In this example, the minimum backoff delay is set to the minimum allowed value, 10 seconds. Since the policy is LINEAR the retry interval will increase by approximately 10 seconds with each new attempt. For instance, the first run finishing with Result.retry() will be attempted again after 10 seconds, followed by 20, 30, 40, and so on, if the work continues to return Result.retry() after subsequent attempts. If the backoff policy were set to EXPONENTIAL, the retry duration sequence would be closer to 20, 40, 80, and so on.

Tag work

Every work request has a unique identifier, which can be used to identify that work later in order to cancel the work or observe its progress.

If you have a group of logically related work, you may also find it helpful to tag those work items. Tagging allows you to operate with a group of work requests together.

For example, WorkManager.cancelAllWorkByTag(String) cancels all Work Requests with a particular tag, and WorkManager.getWorkInfosByTag(String) returns a list of the WorkInfo objects which can be used to determine the current work state.

The following code shows how you can add a "cleanup" tag to your work:

Kotlin


val myWorkRequest = OneTimeWorkRequestBuilder<MyWork>()
   .addTag("cleanup")
   .build()

Java


WorkRequest myWorkRequest =
       new OneTimeWorkRequest.Builder(MyWork.class)
       .addTag("cleanup")
       .build();

Finally, multiple tags can be added to a single work request. Internally these tags are stored as a set of strings. From a work request, you retrieve its set of tags via WorkRequest.getTags().

Assign input data

Your work may require input data in order to do its work. For example, work that handles uploading an image might require the URI of the image to be uploaded as input.
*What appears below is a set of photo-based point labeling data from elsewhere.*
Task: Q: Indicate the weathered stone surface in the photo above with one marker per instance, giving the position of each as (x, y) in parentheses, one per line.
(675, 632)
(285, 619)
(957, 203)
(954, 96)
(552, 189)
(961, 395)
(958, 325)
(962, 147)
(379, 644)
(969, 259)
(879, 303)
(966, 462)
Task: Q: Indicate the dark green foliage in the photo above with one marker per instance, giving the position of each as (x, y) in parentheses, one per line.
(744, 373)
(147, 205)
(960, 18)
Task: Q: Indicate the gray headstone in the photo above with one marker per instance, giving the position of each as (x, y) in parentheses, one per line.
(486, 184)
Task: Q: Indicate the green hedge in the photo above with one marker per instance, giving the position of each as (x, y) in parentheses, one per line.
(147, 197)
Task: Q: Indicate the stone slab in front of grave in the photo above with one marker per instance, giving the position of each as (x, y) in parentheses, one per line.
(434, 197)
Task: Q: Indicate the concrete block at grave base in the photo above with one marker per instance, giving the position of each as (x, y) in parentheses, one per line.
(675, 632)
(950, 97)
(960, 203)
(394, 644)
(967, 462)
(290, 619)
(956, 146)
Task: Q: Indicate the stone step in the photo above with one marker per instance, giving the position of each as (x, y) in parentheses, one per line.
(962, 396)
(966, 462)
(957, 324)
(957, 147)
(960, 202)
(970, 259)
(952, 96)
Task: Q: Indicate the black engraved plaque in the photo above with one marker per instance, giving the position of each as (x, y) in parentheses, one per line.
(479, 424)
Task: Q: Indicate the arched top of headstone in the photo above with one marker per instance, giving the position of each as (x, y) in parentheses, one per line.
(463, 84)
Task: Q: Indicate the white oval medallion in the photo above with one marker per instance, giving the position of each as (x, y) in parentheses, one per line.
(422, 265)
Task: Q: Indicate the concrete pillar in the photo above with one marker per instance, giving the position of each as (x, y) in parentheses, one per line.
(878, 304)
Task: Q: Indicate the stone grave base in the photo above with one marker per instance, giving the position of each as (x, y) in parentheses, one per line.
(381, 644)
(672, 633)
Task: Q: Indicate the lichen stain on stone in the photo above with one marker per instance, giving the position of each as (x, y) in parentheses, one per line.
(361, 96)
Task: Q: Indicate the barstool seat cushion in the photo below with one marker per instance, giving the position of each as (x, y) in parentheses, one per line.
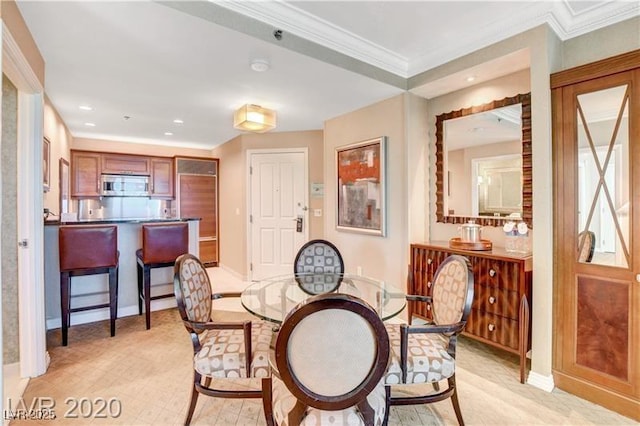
(163, 242)
(223, 352)
(284, 401)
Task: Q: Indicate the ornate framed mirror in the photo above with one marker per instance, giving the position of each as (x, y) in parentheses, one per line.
(483, 163)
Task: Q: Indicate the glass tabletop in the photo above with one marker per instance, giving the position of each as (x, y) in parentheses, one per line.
(273, 298)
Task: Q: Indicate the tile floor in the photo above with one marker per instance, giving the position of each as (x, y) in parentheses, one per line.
(148, 373)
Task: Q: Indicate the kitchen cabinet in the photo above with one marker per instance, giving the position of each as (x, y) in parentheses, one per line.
(197, 196)
(500, 313)
(125, 164)
(161, 177)
(85, 173)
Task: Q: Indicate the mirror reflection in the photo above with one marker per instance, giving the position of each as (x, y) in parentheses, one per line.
(603, 177)
(483, 163)
(484, 159)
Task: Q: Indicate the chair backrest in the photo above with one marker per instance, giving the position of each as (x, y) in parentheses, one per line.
(452, 290)
(332, 367)
(164, 242)
(587, 247)
(192, 289)
(88, 247)
(318, 267)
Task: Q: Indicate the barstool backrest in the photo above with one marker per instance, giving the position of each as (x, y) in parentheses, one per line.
(164, 242)
(88, 247)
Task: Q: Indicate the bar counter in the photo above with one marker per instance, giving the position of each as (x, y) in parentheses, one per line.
(93, 288)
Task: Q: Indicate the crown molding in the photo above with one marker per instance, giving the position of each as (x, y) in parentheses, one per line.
(289, 18)
(559, 16)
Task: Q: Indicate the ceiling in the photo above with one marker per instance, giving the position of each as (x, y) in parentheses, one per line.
(141, 65)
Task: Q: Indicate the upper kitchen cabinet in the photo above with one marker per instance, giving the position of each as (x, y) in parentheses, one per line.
(125, 164)
(161, 177)
(85, 174)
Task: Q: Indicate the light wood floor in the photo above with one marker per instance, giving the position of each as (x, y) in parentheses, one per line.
(149, 373)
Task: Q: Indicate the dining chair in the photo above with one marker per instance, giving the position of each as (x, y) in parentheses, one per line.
(426, 353)
(328, 375)
(318, 267)
(221, 350)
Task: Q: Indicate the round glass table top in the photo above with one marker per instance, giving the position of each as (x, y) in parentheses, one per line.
(273, 298)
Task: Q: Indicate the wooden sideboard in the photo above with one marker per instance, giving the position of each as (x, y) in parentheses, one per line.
(500, 314)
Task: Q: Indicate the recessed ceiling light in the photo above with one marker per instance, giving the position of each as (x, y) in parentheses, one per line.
(260, 65)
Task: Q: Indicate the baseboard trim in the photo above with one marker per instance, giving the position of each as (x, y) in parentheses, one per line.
(541, 382)
(14, 385)
(86, 317)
Input values are stored as key-value pairs in a Data object and can be set on the work request. WorkManager will deliver the input Data to your work when it executes the work. The Worker class can access the input arguments by calling Worker.getInputData(). The code below shows how you can create a Worker instance which requires input data and how to send it in your work request.

Kotlin


// Define the Worker requiring input
class UploadWork(appContext: Context, workerParams: WorkerParameters)
   : Worker(appContext, workerParams) {

   override fun doWork(): Result {
       val imageUriInput =
           inputData.getString("IMAGE_URI") ?: return Result.failure()

       uploadFile(imageUriInput)
       return Result.success()
   }
   ...
}

// Create a WorkRequest for your Worker and sending it input
val myUploadWork = OneTimeWorkRequestBuilder<UploadWork>()
   .setInputData(workDataOf(
       "IMAGE_URI" to "http://..."
   ))
   .build()

Java


// Define the Worker requiring input
public class UploadWork extends Worker {

   public UploadWork(Context appContext, WorkerParameters workerParams) {
       super(appContext, workerParams);
   }

   @NonNull
   @Override
   public Result doWork() {
       String imageUriInput = getInputData().getString("IMAGE_URI");
       if(imageUriInput == null) {
           return Result.failure();
       }

       uploadFile(imageUriInput);
       return Result.success();
   }
   ...
}

// Create a WorkRequest for your Worker and sending it input
WorkRequest myUploadWork =
      new OneTimeWorkRequest.Builder(UploadWork.class)
           .setInputData(
               new Data.Builder()
                   .putString("IMAGE_URI", "http://...")
                   .build()
           )
           .build();

Similarly, the Data class can be used to output a return value. Input and output data are covered in more detail in the section input parameters and returned values.